Hacker News new | ask | show | jobs
by kevingadd 697 days ago
One of the main reasons to do virtual threads is that it allows you to write naive "thread per request" code and still scale up significantly without hitting the kind of scaling limits you would with OS threads.
1 comments

The problem with the naïve design is that even with virtual threads, you risk running out of (heap) memory if the threads ever block. Each task makes a bit of progress, allocates some objects, and then lets another one do the same thing.

With virtual threads, you can limit the damage by using a semaphore, but you still need to tune the size. This isn't much different than sizing a traditional thread pool, and so I'm not sure what benefit virtual threads will really have in practice. You're swapping one config for another.

> The problem with the naïve design is that even with virtual threads, you risk running out of (heap) memory if the threads ever block.

The key with virtual threads is they are so light weight that you can have thousands of them running concurrently: even when they block for I/O, it doesn't matter. It's similar to light weight coroutine in other language like Go or Kotlin.

What you are complaining about has nothing to do with thread pools or virtual threads. You're pointing out the fact that more parallelism will also need more hardware and that a finite hardware budget will need a back pressure strategy to keep resource consumption within a limit. While you might be correct that "sizing a traditional thread pool" is a back pressure strategy that can be applied to virtual threads, the problem with it is that IO bound threads will prevent CPU bound threads from making progress. You don't want to apply back pressure based on the number of tasks. You want back pressure to be in response to resource utilization, so that enough tasks get scheduled to max out the hardware.

This is a common problem with people using Java parallel streams, because they by default share a single global thread pool and the way to use your own thread pool is also extremely counterintuitive, because it essentially relies on some implicit thread local magic to choose to distribute the stream in the thread pool that the parallel stream was launched on, instead of passing it as a parameter.

It would be best if people came up with more dynamic back pressure strategies, because this is a more general problem that goes way beyond thread pools. In fact, one of the key problems of automatic parallelization is deciding at what point there is too much parallelization.

The benefits from virtual threads come from the simple API that it presents to the programmer. It's not a performance optimization.
But that same benefit was always available with platform threads -- a simple API. What is the real gain by using virtual threads? It's either going to be performance or memory utilization.
It's combining the benefits from async models (state machines separated from os threads, thus more optimal for I/O bound workload), with the benefits from proper threading models (namely the simpler human interface).

Memory utilization & performance is going to be similar to the async callback mess.

Why is an async model better than using OS threads for an I/O bound workload?
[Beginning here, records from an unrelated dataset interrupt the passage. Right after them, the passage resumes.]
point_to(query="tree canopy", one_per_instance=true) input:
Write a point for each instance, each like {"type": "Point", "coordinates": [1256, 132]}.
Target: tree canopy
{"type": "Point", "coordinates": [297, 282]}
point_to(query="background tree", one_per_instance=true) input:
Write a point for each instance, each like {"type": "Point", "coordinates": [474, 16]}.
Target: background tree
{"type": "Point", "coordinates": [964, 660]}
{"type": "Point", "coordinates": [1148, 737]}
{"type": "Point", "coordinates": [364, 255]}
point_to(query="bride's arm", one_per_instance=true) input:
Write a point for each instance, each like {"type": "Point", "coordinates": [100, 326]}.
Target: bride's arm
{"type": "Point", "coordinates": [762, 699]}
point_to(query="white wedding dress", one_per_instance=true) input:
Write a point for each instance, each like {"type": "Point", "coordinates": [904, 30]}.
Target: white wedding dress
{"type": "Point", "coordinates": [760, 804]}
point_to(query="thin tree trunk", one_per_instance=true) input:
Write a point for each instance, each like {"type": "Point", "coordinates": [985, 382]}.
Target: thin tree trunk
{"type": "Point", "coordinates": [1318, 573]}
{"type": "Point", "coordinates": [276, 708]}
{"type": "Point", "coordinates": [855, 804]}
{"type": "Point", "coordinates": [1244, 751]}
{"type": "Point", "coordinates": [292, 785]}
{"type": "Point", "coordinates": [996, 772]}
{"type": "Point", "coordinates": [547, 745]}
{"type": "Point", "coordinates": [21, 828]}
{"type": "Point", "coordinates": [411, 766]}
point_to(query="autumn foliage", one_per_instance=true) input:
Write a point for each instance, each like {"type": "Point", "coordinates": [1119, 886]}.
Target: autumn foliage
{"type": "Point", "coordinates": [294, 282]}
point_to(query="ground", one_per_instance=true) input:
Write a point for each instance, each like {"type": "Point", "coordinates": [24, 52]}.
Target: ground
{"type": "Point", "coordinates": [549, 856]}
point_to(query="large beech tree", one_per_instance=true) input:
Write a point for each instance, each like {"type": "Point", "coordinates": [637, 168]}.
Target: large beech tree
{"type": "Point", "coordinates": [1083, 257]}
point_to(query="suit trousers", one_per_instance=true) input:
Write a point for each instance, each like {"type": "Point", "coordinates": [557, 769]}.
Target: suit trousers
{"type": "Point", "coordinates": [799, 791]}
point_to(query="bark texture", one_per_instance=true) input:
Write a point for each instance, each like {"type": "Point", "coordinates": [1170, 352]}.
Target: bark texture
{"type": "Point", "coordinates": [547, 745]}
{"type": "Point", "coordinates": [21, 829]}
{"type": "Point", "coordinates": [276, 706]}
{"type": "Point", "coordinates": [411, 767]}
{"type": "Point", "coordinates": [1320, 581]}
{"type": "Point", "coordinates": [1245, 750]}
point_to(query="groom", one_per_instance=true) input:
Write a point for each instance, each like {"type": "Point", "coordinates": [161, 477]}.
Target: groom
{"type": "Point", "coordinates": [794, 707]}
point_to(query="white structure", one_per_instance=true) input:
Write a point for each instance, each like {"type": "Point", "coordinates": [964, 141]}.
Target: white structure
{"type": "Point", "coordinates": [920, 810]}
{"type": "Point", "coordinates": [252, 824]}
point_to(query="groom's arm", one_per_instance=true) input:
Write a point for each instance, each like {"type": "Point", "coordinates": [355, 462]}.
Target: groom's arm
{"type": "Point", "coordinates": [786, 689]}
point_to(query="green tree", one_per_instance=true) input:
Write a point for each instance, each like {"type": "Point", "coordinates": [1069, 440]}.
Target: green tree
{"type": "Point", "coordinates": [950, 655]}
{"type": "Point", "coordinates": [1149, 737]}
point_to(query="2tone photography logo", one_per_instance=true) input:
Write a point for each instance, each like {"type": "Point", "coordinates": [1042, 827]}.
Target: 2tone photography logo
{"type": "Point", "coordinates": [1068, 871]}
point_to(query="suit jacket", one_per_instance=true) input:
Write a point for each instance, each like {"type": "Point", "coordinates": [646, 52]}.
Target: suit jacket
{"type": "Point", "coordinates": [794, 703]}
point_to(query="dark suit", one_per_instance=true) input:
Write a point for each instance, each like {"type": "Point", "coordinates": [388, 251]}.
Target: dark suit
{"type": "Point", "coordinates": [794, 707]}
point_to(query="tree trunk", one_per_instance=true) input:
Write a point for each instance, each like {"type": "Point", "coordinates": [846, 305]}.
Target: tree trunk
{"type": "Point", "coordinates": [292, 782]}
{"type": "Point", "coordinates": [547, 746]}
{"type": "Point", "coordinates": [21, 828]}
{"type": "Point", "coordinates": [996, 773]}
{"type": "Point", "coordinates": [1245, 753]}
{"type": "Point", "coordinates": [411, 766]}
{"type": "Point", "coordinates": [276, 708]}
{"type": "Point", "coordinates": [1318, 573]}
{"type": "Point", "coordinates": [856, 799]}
The OS is doing async stuff internally and shielding the complexity with threads. With virtual threads this work has shifted to the JVM. Can the JVM do threads better than the OS?
"Why is an async model better than using OS threads for an I/O bound workload?"

Because evented/callback-driven code is a nightmare to reason about and breaks lots of very basic tools, like the humble stack trace.

Another big thing for me is resource management - try/finally don't work across callback boundaries, but do work within a virtual thread. I recently ported a netty-based evented system to virtual threads and a very long-standing issue - resource leakage - turned into one very nice try/finally block.

> Can the JVM do threads better than the OS?

Yes. The JVM has far more opportunities for optimizing threads because it doesn't need to uphold 50 years of accumulated invariants and compatibility that current OSes do, and JVM has more visibilty on the application internals.

it can do a much better job because there isn't a security boundary. OS thread scheduling requires sys calls and invalidate a bunch of cache to prevent timing leaks
Create 100k platform threads and you'll find out.
Throughput. The code can be "suspended" on a blocking call (I/O, where the platform thread usually is wasted, as the CPU has nothing to do during this time). So, the platform thread can do other work in the meantime.
Yeah, and it's generally good to be RAM limited instead of CPU, no? The alternative is blowing a bunch of time on syscalls and OS scheduler overhead.

Also the virtual threads run on a "traditional" thread pool to my understanding, so you can just tweak the number of worker threads to cap the total concurrency.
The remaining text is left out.